# where to get nerite snails?



## drgold (Oct 22, 2006)

I didn't see any on aquabid but would like a handful for my tank. Is it true that I could buy these from a saltwater/reef store and acclimate them to fresh water? If so, there's a great store nearby that would be perfect. If not, where do I get these gems? Thanks a lot!

Andy


----------



## trenac (Jul 16, 2004)

Try here... Welcome To Wilma's Home On The Web

I think I've heard of people acclimating Nerites from salt to fresh, but I'm not real sure.


----------



## toddnbecka (Sep 20, 2006)

They're easy to convert to FW, but the eggs won't hatch without salt.


----------



## drgold (Oct 22, 2006)

how would i go about acclimating them? Is it just like drip acclimating a sensitive fish, or does it take more time? I suppose I could put them in an aerated bucket and add a bit of fresh water each day until the salt is mostly diluted. Does anyone have a tactic that works, so I don't have to reinvent the wheel?

Barring that, I'll go to Wilma. Thanks for the link!


----------



## will5 (Oct 26, 2005)

*Hi*

And if you buy them from wilma they will be in fresh water already when you get them.


----------



## drgold (Oct 22, 2006)

yeah, good point. I just try to avoid shipping stuff whenever possible. It's only $8, but it's probably a pain for the snails. It's cold here, too.


----------



## Shrimp&Snails (Mar 27, 2006)

Olive nerites are freshwater.


----------



## hooha (Apr 21, 2005)

Where do you live. If you're in the Pittsburgh area All Oddball Aquatics has them in stock for freshwater.


----------



## drgold (Oct 22, 2006)

I'm in Ann Arbor, MI.


----------



## hooha (Apr 21, 2005)

then probably your best bet would be Wilma


----------



## drgold (Oct 22, 2006)

yeah, but $2 a snail + shipping gets steep when I'll need a dozen or so. I found them at Arizona Aquatic Gardens for .75 but I have to check into the shipping.


----------



## elaphe (Aug 24, 2006)

If I remember right, AZ gardens has a pretty big minimum order. You would need to order more than a dozen!

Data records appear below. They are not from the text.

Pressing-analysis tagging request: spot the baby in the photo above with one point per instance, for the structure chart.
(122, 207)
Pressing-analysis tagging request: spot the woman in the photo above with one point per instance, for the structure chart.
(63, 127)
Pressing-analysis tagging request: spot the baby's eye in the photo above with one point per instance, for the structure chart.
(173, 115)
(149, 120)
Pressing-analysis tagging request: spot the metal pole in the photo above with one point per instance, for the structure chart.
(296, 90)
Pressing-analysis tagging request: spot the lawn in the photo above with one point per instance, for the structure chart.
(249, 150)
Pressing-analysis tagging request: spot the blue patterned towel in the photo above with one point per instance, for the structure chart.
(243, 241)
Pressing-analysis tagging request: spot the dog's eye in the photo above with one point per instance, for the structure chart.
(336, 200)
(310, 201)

I was going to get some from them as well. Now I'm going to get them from Wilma when I have some extra cash.

Brian


----------



## drgold (Oct 22, 2006)

wow, yeah, just saw that. It looks like minimum $35 and $20 to ship. I guess Wilma's my gal for these.


----------



## yoink (Aug 31, 2005)

Wilma has nice snails. Certainly worth the money, and they all arrived live and well. I've read alot of bad stuff about the other place, including dead livestock.


----------